The week started with oil around $114 a barrel and moving in sympathy with the dollar. The reopening of the BTC pipeline across Turkey kept pressure on prices while the continuing squabble between Russia and the West over Georgia’s breakaway provinces added upward pressure.

As the week progressed weather forecasters became increasing concerned that hurricane Gustav would enter the Gulf of Mexico, strengthen considerably, and head directly for the Louisiana coast threatening much of US offshore production. Evacuation of personnel from US platforms in the Gulf should be completed by Saturday and approximately 1.2 million b/d of US oil production will be shut-in. Refineries along the coast are already making preparations for the hurricane.

The ultimate strength of Gustav will not be known for several days. The official forecast is for a Category 3 storm, but some meteorologists are pointing out that there is so much warm water in the Gulf that minor changes in path could result in a much more powerful storm.
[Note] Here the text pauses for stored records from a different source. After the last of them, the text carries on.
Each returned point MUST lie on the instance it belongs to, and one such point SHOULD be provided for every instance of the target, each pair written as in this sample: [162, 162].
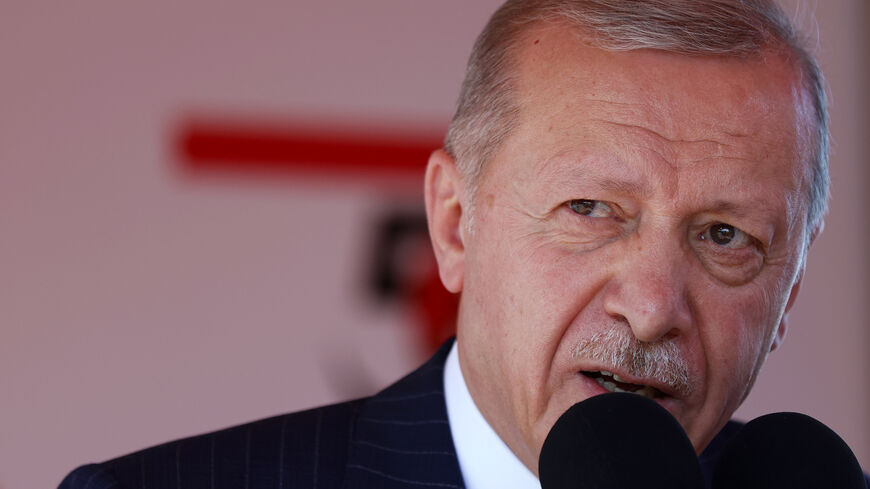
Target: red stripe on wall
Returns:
[207, 147]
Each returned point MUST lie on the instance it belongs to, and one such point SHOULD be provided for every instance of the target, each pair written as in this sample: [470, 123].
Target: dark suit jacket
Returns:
[398, 438]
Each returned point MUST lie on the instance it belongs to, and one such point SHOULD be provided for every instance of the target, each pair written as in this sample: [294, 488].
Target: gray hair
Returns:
[487, 114]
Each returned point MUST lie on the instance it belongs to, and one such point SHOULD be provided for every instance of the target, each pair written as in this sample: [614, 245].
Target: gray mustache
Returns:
[661, 361]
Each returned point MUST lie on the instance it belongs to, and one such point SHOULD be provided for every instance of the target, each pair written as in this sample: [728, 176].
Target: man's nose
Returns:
[648, 291]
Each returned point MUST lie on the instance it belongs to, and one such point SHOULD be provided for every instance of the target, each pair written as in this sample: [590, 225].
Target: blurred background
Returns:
[170, 265]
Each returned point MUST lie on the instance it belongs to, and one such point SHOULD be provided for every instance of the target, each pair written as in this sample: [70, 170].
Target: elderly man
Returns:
[625, 201]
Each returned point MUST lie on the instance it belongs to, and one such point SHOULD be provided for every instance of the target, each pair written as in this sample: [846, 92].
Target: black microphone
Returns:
[618, 441]
[787, 450]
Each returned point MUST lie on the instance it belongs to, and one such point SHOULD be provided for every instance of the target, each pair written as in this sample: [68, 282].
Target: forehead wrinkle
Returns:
[575, 173]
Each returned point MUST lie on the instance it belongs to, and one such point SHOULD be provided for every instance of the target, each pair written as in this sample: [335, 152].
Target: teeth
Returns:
[645, 391]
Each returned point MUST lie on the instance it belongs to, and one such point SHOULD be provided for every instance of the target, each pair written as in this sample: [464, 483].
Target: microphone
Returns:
[787, 450]
[618, 441]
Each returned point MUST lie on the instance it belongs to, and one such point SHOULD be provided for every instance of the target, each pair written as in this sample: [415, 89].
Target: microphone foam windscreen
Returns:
[787, 450]
[618, 441]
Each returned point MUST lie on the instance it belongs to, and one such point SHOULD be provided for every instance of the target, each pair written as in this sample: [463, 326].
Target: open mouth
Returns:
[614, 383]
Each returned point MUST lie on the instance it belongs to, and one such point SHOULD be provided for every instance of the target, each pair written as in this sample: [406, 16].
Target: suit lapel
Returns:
[402, 437]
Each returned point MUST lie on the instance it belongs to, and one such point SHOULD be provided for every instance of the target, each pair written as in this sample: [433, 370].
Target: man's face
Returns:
[646, 203]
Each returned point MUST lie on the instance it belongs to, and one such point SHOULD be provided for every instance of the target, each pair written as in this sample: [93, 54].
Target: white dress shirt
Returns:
[485, 460]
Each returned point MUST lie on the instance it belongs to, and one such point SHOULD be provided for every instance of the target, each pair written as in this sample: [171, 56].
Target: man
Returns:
[625, 201]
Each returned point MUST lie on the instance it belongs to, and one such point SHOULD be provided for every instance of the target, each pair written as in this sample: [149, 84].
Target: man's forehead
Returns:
[559, 69]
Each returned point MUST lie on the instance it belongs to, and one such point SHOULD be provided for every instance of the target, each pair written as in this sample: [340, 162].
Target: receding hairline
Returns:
[486, 113]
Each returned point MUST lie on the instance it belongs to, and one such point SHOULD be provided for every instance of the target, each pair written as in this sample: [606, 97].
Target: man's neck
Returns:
[485, 460]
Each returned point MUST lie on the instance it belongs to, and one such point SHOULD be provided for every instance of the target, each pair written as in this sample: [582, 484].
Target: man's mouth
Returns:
[614, 383]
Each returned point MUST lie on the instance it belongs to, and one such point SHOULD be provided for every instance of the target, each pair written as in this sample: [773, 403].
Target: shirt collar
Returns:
[485, 460]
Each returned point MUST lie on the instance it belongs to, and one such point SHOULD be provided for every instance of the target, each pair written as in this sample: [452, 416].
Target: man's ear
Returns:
[783, 324]
[443, 189]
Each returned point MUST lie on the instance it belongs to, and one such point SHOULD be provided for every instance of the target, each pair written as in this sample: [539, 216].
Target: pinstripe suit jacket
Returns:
[399, 438]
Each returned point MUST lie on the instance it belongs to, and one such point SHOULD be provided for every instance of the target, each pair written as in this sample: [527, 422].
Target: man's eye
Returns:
[726, 235]
[590, 208]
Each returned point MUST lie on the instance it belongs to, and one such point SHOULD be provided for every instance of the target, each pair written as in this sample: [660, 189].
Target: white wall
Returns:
[133, 297]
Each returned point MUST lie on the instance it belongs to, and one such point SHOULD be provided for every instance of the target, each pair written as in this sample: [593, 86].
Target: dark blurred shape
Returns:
[404, 269]
[787, 450]
[295, 148]
[616, 441]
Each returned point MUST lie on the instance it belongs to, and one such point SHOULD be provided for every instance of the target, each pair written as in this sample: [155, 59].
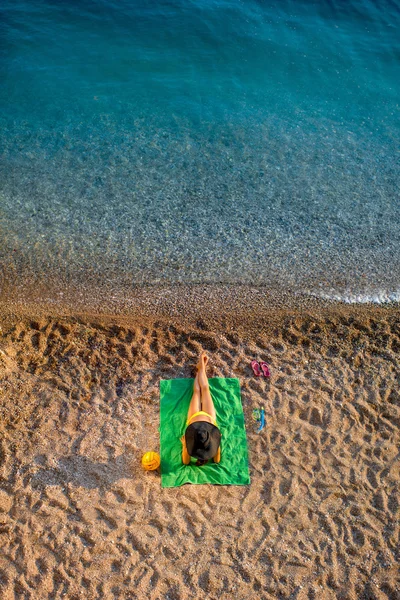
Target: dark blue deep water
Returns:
[147, 142]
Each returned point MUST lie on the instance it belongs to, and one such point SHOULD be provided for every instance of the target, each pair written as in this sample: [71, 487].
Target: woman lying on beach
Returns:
[202, 437]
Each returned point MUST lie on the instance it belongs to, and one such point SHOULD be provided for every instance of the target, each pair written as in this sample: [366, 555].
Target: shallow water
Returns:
[219, 142]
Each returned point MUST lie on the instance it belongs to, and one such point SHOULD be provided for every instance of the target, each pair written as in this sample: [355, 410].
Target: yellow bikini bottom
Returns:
[201, 412]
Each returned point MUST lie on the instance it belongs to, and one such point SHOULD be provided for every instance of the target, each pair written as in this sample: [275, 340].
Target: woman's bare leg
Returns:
[195, 403]
[207, 403]
[194, 407]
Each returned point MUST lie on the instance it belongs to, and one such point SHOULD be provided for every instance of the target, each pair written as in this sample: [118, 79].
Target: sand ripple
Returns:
[79, 518]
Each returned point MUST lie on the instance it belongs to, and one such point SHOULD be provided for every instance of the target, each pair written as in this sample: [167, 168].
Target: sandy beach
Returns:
[79, 402]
The petroleum industry is better prepared than in 2005 to weather an unusually strong storm. Platforms have been raised and more anchors installed. The recent drop in US gasoline stocks to an unusually low level, however, is a cause for concern. On Wednesday, the EIA reported another 1.2 million drop in gasoline stocks leaving the US at 195 million barrels, within a day or so of the level where shortages could begin. Unlike for crude oil, there is no strategic gasoline reserve so any prolonged shutdown of imports or refineries is likely to have more serious consequences than in 2005.